В первое мгновение, растерявшись, молчу, как баран. Не думаю, что он имел в виду, будто Лялюшке может угрожать опасность: папа у меня не паникер и не трус (это он учил меня, когда я вошел в возраст уличных драк: никогда никому не угрожай, угрожают только слабаки, — но ты должен быть на самом деле готов ударить, когда пристают, и если научишься включать в себе такую готовность, то никто тебя не тронет, — урок, который сам он вынес из своего блатного карагандинского детства и за который я ему до конца жизни буду благодарен).
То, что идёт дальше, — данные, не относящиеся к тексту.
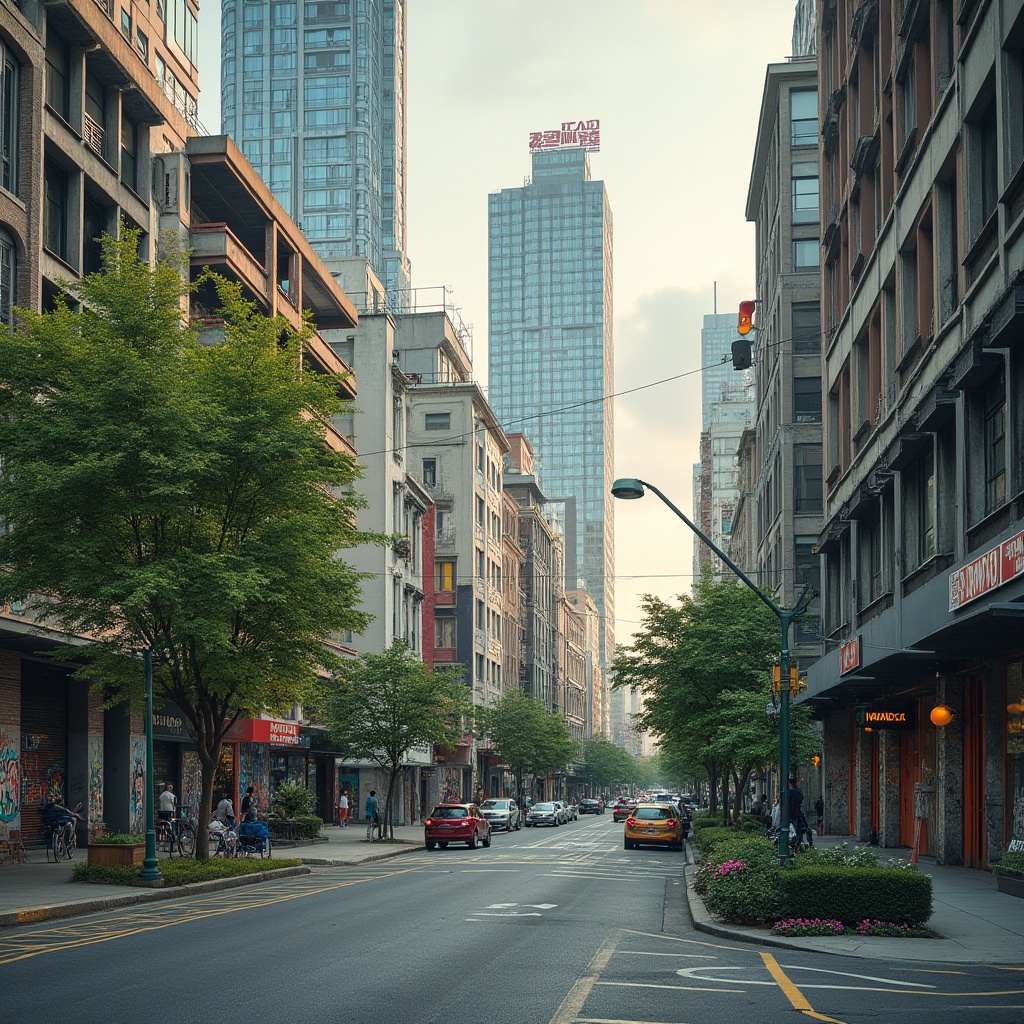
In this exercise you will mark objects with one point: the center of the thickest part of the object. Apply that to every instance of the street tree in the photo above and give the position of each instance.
(526, 736)
(704, 666)
(382, 706)
(161, 493)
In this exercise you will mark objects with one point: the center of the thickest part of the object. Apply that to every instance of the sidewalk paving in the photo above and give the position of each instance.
(41, 890)
(978, 924)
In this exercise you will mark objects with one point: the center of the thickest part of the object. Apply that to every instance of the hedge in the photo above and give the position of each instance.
(852, 894)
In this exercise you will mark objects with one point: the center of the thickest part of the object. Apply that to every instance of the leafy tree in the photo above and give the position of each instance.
(385, 705)
(168, 494)
(528, 738)
(702, 666)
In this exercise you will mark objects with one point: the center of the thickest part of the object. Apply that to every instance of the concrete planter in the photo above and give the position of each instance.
(1012, 884)
(117, 854)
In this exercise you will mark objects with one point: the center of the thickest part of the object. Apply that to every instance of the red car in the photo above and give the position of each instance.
(456, 823)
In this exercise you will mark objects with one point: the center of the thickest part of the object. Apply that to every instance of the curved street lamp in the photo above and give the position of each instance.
(633, 487)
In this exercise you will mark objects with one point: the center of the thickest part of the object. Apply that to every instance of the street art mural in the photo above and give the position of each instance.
(95, 801)
(10, 787)
(254, 770)
(136, 792)
(192, 783)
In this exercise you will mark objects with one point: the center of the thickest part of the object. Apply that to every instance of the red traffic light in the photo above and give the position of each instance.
(745, 316)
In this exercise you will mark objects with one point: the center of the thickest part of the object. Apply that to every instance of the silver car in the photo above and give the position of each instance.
(502, 812)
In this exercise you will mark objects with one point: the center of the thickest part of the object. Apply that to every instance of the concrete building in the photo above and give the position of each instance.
(923, 539)
(550, 348)
(314, 94)
(782, 203)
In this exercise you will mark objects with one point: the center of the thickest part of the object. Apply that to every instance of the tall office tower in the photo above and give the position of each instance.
(551, 351)
(314, 95)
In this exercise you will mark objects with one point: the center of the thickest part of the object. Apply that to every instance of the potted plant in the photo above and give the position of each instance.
(117, 849)
(1009, 869)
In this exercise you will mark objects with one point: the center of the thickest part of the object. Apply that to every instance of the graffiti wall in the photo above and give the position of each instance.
(136, 792)
(10, 786)
(254, 770)
(95, 798)
(192, 782)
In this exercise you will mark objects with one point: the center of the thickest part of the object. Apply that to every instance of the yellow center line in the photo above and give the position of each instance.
(791, 991)
(190, 914)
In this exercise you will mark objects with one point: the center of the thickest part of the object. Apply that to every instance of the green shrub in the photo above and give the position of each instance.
(178, 872)
(851, 896)
(293, 801)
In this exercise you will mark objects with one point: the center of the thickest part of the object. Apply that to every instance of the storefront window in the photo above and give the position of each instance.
(1015, 754)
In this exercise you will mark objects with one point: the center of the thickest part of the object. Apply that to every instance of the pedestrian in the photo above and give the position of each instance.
(249, 806)
(225, 811)
(373, 815)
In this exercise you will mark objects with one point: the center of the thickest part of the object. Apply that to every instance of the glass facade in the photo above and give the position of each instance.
(314, 95)
(550, 347)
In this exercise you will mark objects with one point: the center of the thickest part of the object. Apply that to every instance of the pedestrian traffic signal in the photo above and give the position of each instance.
(745, 316)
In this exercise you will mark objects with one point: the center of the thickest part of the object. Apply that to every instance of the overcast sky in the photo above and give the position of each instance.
(677, 87)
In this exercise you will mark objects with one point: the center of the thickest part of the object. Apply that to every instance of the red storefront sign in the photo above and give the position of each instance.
(264, 730)
(849, 655)
(995, 567)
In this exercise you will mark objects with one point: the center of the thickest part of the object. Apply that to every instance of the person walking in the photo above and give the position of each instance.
(373, 815)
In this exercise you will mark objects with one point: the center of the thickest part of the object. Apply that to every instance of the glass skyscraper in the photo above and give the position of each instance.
(314, 95)
(550, 350)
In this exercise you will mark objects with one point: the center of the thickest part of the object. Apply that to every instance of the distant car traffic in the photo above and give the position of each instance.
(655, 823)
(502, 812)
(543, 814)
(456, 823)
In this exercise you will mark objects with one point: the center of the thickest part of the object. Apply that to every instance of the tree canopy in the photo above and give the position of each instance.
(163, 493)
(385, 705)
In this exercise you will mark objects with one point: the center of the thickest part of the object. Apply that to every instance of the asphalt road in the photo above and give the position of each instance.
(554, 926)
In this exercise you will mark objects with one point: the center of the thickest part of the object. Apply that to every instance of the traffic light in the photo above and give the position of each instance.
(745, 316)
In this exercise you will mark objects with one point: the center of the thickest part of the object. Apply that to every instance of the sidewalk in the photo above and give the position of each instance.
(40, 891)
(979, 924)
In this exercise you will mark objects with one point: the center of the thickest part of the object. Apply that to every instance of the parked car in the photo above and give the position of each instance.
(543, 814)
(456, 823)
(502, 812)
(658, 824)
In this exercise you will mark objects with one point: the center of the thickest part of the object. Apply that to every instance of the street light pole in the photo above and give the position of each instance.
(151, 871)
(633, 487)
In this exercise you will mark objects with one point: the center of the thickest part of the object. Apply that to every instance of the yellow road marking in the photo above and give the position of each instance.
(577, 996)
(154, 921)
(791, 991)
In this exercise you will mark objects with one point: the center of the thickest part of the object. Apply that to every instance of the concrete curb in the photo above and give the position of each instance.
(55, 911)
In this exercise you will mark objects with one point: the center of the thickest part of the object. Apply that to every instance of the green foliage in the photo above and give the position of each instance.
(292, 800)
(176, 496)
(851, 896)
(181, 871)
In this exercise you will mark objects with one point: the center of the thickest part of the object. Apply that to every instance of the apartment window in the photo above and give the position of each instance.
(806, 329)
(995, 443)
(807, 399)
(444, 577)
(8, 265)
(807, 478)
(804, 117)
(444, 632)
(129, 154)
(805, 193)
(806, 254)
(55, 210)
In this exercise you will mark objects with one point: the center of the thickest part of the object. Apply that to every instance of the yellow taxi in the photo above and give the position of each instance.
(658, 824)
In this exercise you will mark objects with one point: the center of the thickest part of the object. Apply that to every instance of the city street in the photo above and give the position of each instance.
(553, 926)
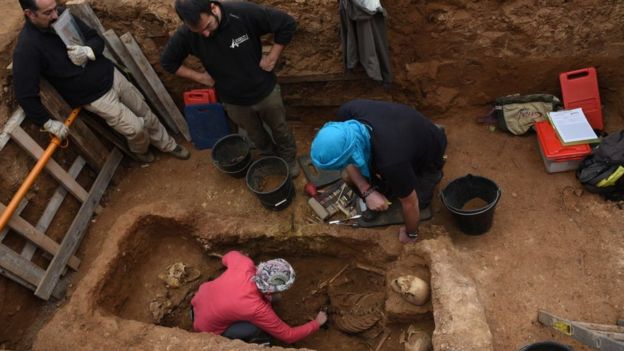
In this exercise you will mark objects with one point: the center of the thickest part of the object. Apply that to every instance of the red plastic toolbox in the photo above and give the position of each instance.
(200, 97)
(556, 156)
(580, 89)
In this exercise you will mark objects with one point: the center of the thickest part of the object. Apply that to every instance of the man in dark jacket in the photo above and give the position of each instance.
(84, 78)
(226, 39)
(387, 149)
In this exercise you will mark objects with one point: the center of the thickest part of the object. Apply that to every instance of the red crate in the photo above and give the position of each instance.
(558, 157)
(200, 96)
(580, 89)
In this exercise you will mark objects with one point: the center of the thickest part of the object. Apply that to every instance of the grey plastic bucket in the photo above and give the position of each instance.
(460, 191)
(546, 346)
(270, 180)
(232, 155)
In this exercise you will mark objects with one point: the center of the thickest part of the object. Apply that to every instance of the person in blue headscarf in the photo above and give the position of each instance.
(385, 150)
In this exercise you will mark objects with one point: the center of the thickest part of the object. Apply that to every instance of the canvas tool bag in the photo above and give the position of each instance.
(516, 114)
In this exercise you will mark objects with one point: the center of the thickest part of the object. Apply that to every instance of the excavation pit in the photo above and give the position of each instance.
(163, 261)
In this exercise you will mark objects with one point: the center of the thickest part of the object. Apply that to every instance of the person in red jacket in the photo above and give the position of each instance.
(237, 304)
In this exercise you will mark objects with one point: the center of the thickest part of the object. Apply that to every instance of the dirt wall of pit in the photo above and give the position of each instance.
(444, 54)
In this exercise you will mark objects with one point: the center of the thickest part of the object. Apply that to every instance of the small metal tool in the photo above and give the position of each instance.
(345, 221)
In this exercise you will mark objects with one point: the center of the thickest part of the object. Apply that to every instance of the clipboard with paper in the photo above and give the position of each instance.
(572, 127)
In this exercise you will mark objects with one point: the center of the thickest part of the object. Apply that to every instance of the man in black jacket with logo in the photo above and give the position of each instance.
(226, 39)
(84, 78)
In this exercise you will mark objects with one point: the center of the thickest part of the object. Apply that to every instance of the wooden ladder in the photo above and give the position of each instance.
(19, 266)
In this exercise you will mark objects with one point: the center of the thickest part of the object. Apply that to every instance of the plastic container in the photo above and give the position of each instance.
(546, 346)
(200, 97)
(556, 156)
(207, 123)
(270, 180)
(460, 191)
(232, 155)
(580, 89)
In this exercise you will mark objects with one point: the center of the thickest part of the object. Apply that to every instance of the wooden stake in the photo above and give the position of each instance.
(383, 339)
(370, 269)
(329, 281)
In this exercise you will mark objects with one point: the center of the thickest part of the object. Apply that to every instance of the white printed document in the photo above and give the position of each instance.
(572, 127)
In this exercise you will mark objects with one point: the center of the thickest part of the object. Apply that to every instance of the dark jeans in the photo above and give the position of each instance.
(270, 111)
(247, 332)
(244, 331)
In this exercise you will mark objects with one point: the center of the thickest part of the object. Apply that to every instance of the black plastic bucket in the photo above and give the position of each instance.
(270, 180)
(546, 346)
(457, 193)
(232, 155)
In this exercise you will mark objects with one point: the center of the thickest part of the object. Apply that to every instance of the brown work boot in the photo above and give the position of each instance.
(147, 157)
(180, 152)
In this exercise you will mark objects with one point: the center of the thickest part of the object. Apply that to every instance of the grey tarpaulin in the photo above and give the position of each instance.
(364, 39)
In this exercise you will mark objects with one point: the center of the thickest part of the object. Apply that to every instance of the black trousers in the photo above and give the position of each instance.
(247, 332)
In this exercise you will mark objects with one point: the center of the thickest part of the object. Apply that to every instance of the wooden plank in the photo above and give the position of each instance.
(22, 271)
(20, 266)
(22, 138)
(320, 78)
(76, 231)
(82, 10)
(85, 141)
(97, 124)
(14, 121)
(581, 333)
(20, 207)
(148, 71)
(119, 50)
(53, 205)
(36, 237)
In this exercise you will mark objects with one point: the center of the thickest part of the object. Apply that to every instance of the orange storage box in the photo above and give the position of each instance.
(580, 89)
(200, 97)
(558, 157)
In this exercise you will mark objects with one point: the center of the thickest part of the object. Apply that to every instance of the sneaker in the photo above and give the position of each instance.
(147, 157)
(426, 213)
(180, 152)
(406, 239)
(293, 169)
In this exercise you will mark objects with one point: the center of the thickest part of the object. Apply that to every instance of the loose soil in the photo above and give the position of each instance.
(552, 246)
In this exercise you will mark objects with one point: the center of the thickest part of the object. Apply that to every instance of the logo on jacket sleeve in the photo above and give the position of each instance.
(236, 42)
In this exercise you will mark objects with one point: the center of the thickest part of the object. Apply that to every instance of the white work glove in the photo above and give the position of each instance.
(57, 128)
(80, 54)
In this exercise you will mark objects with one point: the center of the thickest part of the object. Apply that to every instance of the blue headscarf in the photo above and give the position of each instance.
(339, 144)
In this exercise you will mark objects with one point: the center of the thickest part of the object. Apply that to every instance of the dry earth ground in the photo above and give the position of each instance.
(551, 246)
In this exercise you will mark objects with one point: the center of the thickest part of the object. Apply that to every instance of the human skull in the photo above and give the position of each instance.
(416, 340)
(412, 289)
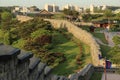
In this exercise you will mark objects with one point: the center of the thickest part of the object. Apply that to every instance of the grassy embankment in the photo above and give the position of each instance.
(96, 76)
(70, 50)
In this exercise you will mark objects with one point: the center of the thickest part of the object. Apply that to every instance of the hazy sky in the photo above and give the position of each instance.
(41, 3)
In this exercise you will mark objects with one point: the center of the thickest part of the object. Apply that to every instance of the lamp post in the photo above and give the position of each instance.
(105, 70)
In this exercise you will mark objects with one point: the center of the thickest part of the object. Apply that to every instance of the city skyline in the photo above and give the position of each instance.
(40, 3)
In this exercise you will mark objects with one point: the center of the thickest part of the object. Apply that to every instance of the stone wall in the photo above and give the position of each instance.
(82, 35)
(17, 64)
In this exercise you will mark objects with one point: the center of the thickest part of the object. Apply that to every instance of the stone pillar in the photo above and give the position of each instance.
(23, 65)
(33, 68)
(8, 62)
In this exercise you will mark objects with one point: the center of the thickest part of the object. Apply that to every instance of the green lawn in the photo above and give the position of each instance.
(96, 76)
(104, 50)
(101, 36)
(70, 49)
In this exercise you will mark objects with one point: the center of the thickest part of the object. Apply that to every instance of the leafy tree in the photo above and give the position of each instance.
(118, 15)
(6, 16)
(7, 38)
(116, 40)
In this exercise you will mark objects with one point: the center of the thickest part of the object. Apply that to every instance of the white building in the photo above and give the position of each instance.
(55, 8)
(104, 7)
(69, 6)
(52, 8)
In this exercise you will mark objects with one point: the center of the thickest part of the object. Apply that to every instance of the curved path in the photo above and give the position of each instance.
(111, 76)
(81, 35)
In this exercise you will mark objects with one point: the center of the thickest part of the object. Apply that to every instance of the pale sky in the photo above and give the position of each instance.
(40, 3)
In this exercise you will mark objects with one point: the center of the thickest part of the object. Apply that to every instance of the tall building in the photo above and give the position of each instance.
(52, 8)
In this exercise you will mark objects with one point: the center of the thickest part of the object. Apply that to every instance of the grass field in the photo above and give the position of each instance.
(101, 36)
(70, 50)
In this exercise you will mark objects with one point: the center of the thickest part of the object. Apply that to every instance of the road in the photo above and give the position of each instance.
(111, 76)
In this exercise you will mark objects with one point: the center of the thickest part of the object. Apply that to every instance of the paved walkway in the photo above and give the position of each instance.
(111, 76)
(109, 36)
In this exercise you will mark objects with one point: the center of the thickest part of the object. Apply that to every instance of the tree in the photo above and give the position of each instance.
(7, 38)
(6, 16)
(116, 40)
(71, 12)
(108, 13)
(118, 15)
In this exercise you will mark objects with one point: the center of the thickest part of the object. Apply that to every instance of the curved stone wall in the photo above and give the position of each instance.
(81, 35)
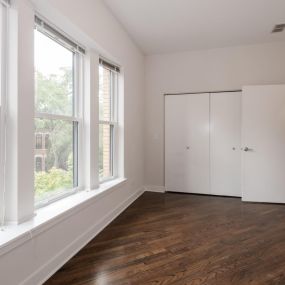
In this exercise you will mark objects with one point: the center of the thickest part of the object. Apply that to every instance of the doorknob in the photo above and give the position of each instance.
(247, 149)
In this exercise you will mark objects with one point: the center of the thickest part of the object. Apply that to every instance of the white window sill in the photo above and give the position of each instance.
(46, 217)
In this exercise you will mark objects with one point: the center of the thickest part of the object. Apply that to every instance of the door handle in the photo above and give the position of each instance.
(246, 149)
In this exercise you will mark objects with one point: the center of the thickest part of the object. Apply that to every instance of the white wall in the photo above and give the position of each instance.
(208, 70)
(38, 256)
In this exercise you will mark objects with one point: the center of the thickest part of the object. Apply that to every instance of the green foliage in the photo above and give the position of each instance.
(53, 180)
(54, 95)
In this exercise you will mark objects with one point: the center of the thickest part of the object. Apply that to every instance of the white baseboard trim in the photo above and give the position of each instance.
(53, 265)
(152, 188)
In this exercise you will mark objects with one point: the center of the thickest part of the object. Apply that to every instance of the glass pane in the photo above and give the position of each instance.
(105, 87)
(105, 151)
(53, 77)
(54, 161)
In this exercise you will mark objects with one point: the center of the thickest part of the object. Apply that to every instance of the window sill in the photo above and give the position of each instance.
(46, 217)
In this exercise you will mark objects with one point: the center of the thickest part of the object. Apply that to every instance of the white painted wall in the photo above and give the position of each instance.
(208, 70)
(40, 255)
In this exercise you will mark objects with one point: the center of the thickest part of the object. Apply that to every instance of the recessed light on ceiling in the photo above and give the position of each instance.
(278, 28)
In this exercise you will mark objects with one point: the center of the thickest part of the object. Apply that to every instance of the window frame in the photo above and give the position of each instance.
(112, 123)
(3, 101)
(76, 119)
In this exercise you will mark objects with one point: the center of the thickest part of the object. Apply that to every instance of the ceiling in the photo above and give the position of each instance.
(161, 26)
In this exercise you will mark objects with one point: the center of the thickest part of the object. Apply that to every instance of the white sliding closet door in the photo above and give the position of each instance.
(263, 140)
(187, 143)
(225, 143)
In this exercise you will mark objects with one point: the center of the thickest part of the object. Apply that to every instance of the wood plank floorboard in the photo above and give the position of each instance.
(184, 239)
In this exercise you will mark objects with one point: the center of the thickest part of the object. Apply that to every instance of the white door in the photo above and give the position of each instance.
(187, 143)
(225, 143)
(263, 140)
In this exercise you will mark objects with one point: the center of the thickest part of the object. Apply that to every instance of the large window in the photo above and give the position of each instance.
(108, 89)
(57, 70)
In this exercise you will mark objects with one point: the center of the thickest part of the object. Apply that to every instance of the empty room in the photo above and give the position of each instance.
(142, 142)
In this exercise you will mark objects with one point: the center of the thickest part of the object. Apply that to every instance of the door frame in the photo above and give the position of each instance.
(181, 94)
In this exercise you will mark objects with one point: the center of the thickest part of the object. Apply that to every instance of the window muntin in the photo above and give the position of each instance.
(108, 80)
(57, 118)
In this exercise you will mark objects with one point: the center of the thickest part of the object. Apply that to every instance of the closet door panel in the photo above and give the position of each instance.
(225, 143)
(263, 136)
(187, 143)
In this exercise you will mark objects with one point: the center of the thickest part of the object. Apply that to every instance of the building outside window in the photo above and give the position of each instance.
(108, 90)
(57, 63)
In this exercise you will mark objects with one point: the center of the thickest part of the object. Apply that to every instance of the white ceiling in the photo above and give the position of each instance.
(160, 26)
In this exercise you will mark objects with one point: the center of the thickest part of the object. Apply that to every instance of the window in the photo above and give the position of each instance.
(57, 69)
(108, 89)
(39, 141)
(39, 164)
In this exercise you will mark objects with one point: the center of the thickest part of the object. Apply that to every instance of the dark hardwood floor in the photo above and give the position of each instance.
(184, 239)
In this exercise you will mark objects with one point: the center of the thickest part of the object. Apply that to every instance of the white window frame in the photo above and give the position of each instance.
(113, 123)
(3, 106)
(75, 118)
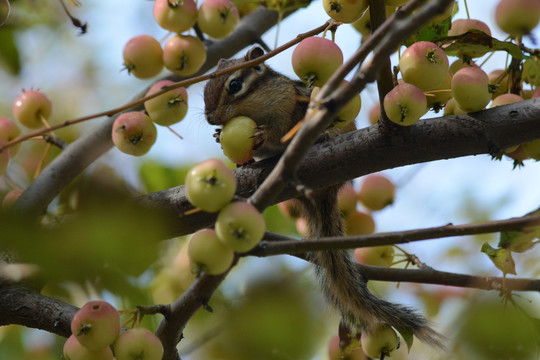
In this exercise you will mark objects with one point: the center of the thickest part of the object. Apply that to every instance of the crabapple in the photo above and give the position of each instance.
(11, 197)
(73, 350)
(237, 139)
(9, 131)
(169, 108)
(31, 108)
(376, 192)
(4, 158)
(424, 64)
(405, 104)
(210, 185)
(375, 255)
(461, 26)
(517, 17)
(134, 133)
(184, 54)
(315, 59)
(346, 11)
(208, 253)
(96, 325)
(175, 15)
(359, 223)
(380, 339)
(240, 226)
(470, 89)
(143, 57)
(217, 18)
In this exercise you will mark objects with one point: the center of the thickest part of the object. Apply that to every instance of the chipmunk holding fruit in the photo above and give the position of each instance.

И только спустя минуту ко мне приходит догадка, такая простая, аж морозом по коже: это он про маму думал! Про ту, кого сам любил — и кого, как он считает, не уберег…
Возможно, это всегда так — в смерти одного из супругов виноват другой?.. Тот, кто выжил, того другого, так получается, ну как бы не удержал — отпустил… отдал смерти.
Все-таки ни черта не поймешь своего отца, пока сам не встретишь ту, с которой хотел бы иметь детей. До сих пор мне и в голову не приходило, что он может чувствовать себя передо мной виноватым за мамину смерть. Но он сказал это так, словно просил у меня прощения: береги. Береги, раз нашел, не отпускай, нет хуже, когда отпустишь…
Это торжественная минута, и плевать, что поздно, — таких минут немного между нами наберется, и, может, их немного и нужно в жизни — чтобы лучше ценилась их золотоносность. И именно теперь, когда мы с отцом на равных — когда он наконец-то поставил мою любовь рядом со своей в какой-то его собственной, только ему понятной иерархии, мне почему-то становится ужасно жаль маму. Это не тоска о ней, мне жаль ее саму — ту загадочную девочку, что осталась на фотографиях и которую моя порезанная на фрагменты память уже не соберет воедино: со смешным, по тогдашней моде, пирожком-«шиньоном» на голове, в кокетливо повязанной торчком поверх него косынке, в спортивных штанах, со здоровенным — как только и таскала! — рюкзаком за плечами (и меня ведь точно так когда-то таскала, десятикилограммовым, впереди себя, рюкзаком, который не сбросишь, сколько же они, бедные, от нас терпят!), — и всюду, в каждой позиции, с той самой щемящей грацией движении я, оборванного в разгоне, с той пугающе незавершенной пластичной элегантностью, что бывает у тонко подточенного карандаша или у стрелы в полете: когда точность линий жестко задает точку приложения, а если точки не видно, то впечатление невольно создается беспокойное, тревожное: куда эта девочка все время бежала, такая натянутая, как струна? (Зачем приходила, почему так рано ушла — так и не дожив до своей точки приложения?..)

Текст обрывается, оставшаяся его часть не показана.